Silicon Valley's largest accelerator is looking for carbon-sucking technologies — including one that could become 'the largest infrastructure project ever'

Earlier this week, Y Combinator, which has backed companies like Airbnb and Reddit, put out a request for startups working on technology that can remove carbon dioxide from the atmosphere.

"It's time to invest and avidly pursue a new wave of technological solutions to this problem — including those that are risky, unproven, even unlikely to work," Y Combinator's website says.

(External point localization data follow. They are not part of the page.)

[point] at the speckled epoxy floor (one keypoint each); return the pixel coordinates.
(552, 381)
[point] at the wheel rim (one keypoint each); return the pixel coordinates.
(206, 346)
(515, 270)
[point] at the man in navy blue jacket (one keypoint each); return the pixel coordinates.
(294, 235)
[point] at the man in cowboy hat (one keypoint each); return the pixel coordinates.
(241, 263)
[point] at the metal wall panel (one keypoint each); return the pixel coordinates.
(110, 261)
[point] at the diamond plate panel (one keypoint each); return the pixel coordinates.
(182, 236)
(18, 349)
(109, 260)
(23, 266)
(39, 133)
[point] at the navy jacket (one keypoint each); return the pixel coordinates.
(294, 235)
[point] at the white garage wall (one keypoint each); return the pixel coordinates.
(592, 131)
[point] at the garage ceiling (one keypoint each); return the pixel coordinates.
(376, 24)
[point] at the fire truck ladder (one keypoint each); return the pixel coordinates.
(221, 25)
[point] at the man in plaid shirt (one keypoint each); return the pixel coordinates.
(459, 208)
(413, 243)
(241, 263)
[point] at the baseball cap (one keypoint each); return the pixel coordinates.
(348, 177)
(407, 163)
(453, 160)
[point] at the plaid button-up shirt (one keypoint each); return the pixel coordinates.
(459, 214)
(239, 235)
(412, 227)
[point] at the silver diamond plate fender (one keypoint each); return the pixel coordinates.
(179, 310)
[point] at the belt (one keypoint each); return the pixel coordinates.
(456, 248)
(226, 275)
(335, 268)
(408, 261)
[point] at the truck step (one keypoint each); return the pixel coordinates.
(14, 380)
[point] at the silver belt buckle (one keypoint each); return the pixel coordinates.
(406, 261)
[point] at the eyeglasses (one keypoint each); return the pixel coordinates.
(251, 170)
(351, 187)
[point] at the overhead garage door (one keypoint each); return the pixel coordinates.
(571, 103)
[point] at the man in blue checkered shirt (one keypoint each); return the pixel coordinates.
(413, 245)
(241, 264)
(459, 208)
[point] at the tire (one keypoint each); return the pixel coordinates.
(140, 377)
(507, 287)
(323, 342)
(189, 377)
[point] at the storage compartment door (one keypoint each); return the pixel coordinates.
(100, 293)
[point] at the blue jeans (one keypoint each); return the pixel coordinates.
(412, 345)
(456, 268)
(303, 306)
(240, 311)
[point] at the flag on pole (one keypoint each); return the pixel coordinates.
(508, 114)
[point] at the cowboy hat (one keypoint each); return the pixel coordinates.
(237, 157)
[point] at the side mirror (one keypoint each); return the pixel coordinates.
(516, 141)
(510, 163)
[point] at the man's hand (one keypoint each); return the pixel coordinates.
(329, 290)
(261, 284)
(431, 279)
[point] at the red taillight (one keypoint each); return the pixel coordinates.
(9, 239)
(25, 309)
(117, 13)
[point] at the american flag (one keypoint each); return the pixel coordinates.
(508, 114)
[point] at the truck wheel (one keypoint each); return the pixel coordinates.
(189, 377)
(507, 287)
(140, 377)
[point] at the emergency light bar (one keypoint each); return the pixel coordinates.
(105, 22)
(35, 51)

Y Combinator is looking for startups working on four approaches that they acknowledge "straddle the border between very difficult to science fiction" — genetically engineering phytoplankton to turn CO2 into a storage-ready form of carbon, speeding up a natural process in which rocks react with CO2, creating cell-free enzymes that can process carbon, and flooding Earth's deserts to create oases.

Sam Altman, the president of Y Combinator, acknowledged that these ideas are "moonshots," but said that he wants to take an expansive approach to the issue.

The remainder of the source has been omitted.